The Falls [05 Diving Universe] 2016
Page 36
People would have thought exactly what he had initially worried about—that Glida and her wife, Taji, had died together, either as a murder-suicide or a double suicide. And then, with the discovery of Taji’s office and all the blood, the authorities would settle on murder-suicide, and not give it much more thought.
For her entire life, Glida had trusted the fact that people did not give the things she did much thought.
He ran a hand over his wet face.
Everyone in town had known she was a little off. Everyone had suspected her of being crazy in one way or another. And a lot of people had discussed Taji, wondering how she could live with Glida, because Glida was so odd.

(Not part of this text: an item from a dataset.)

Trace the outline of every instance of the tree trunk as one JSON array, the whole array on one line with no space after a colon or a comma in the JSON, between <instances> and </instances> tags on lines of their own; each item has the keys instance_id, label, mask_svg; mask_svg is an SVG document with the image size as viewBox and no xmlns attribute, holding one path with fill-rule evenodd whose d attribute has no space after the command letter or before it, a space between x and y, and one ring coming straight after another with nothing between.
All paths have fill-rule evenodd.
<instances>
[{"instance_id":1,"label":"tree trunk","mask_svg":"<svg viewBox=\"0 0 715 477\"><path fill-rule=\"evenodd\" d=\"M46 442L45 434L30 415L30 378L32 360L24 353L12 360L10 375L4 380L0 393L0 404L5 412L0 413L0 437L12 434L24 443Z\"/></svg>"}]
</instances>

But not murderous odd. No one had suspected that.
Just like they hadn’t suspected Glida Kimura to be anything other than who she was.
He sighed. It was starting to get dark.
Light filtered up the waterfall in ways he had never seen before because of all those powerful lights planted near the pool. Marnie wanted to keep working on the body dump, as she had called it when he spoke to her briefly. She didn’t want onlookers to show up, or others to get in the way of the recovery effort.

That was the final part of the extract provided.